Localized lesions may be treated with radiation, systemic disease may warrant chemotherapy, and these regimens will differ depending on grade.

Most cases occur with a median age in the seventh decade with a slight female predominance; presents as a painless mass on the palatal mucosa, lip, sublingual gland, and buccal mucosa.

There is a frequent association with Sjögren syndrome.

The characteristic marginal zone B cells are small to medium in size with slightly irregular nuclei, moderately dispersed chromatin and inconspicuous nucleoli, and frequently display abundant pale cytoplasm (imparting a monocytoid appearance) ( Fig. 18.5A ); plasmacytic differentiation is frequently seen ( Fig. 18.5B ).

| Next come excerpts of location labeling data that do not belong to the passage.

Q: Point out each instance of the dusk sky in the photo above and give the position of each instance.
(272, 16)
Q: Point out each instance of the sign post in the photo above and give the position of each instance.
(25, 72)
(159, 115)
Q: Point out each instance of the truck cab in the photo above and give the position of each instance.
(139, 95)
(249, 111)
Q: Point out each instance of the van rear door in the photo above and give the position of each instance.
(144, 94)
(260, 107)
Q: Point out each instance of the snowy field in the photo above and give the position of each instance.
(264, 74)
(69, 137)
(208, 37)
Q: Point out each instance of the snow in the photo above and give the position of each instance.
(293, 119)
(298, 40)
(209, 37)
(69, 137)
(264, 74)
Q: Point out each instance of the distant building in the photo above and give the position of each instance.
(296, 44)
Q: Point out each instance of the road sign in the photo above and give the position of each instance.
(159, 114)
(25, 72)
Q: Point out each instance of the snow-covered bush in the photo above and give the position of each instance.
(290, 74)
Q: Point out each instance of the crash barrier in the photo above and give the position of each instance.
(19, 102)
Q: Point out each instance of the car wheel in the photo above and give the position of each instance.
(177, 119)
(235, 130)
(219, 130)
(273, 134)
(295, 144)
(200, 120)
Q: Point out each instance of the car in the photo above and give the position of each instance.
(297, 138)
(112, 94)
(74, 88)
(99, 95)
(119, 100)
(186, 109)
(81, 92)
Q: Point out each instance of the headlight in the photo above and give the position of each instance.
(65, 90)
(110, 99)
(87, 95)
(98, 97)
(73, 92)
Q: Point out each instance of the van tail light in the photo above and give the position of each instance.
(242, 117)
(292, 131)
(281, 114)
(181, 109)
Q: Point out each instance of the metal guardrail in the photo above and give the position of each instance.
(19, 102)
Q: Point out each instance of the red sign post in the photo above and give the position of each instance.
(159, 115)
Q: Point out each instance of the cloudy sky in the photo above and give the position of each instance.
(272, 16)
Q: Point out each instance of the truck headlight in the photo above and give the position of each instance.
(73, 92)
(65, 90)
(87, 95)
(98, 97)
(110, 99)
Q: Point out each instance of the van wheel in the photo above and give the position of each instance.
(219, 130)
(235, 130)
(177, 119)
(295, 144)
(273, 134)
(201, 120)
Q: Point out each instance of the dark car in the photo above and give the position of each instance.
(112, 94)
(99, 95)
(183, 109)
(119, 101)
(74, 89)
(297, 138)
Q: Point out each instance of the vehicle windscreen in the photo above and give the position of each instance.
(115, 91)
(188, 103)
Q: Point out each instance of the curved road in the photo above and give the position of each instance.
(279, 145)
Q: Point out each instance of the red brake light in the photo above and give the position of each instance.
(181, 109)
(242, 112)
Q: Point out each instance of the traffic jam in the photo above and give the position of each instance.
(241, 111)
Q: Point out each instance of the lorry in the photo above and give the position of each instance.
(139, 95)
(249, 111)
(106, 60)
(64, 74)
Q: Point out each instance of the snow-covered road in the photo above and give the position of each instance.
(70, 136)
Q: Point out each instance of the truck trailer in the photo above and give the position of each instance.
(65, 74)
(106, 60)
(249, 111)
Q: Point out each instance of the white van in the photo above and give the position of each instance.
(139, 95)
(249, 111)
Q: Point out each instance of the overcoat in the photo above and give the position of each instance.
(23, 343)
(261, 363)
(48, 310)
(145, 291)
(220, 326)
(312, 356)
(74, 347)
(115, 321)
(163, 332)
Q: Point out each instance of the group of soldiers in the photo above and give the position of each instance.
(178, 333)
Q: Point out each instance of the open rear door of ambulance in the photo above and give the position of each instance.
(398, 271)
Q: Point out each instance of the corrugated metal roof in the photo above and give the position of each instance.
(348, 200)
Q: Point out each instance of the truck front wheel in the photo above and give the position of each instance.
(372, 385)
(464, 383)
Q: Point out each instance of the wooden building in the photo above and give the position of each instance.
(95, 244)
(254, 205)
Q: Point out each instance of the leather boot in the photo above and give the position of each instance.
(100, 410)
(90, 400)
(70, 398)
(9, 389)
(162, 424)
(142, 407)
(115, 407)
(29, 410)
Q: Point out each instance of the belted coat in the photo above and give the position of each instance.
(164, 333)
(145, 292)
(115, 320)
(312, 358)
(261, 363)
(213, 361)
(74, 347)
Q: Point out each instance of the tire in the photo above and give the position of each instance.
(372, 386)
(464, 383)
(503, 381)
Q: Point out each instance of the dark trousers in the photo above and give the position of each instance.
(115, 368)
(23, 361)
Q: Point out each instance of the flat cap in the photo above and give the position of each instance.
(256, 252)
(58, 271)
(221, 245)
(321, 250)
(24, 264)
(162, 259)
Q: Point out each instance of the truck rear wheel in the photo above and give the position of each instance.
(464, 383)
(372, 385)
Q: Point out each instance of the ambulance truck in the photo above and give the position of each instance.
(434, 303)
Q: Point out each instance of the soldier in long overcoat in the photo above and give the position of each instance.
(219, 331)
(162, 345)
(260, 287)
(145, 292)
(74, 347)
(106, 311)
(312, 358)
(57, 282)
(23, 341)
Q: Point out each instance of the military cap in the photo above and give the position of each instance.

Extranodal marginal zone lymphoma of mucosa-associated lymphoid tissue (MALT). (A) The infiltrate consists of predominantly small-sized lymphoid cells surrounding and focally invading glandular structures. (B) The tumor cells in MALT lymphoma often exhibit plasmacytic differentiation. (C) The lymphoid cells are shown to be of B-cell origin by diffuse reactivity for CD20. (D) An immunostain for IgG demonstrates heavy chain restriction within this infiltrate. (E) In situ hybridization for immunoglobulin kappa light chain exhibits dark cytoplasmic reactivity in the plasma cells, and weaker (blush) reactivity in the lymphoid cells, confirming plasmacytic differentiation in this case.

In glandular tissues, lymphocytes often invade epithelium to form lymphoepithelial lesions.

Lymphoma cells may colonize reactive germinal centers, imparting a nodular appearance at low power.

Lesional B cells express B cell markers CD19, CD20, and PAX5 ( Fig. 18.5C ); they may express CD79a and may exhibit aberrant coexpression of CD43; they are negative for CD5 and CD10.

If plasmacytic differentiation is present, immunohistochemical and/or in situ hybridization often shows monotypic heavy and light chain restriction supporting the clonal (neoplastic) nature of the infiltrate ( Fig. 18.5D–E ).

Reactive follicular hyperplasia: Because reactive follicles can be seen in both entities, features favoring a diagnosis of MALT include monocytoid B cells surrounding the follicles, the presence of plasmacytic differentiation showing heavy and light chain restriction, and lymphoepithelial lesions.

Follicular lymphoma: The follicles in FL are often present in a back-to-back architectural arrangement and lack reactive features such as tingible-body macrophages; follicles will show aberrant BCL2 expression.

MALT lymphomas are usually indolent and sensitive to radiation therapy.

Recurrences can occur in other extranodal sites.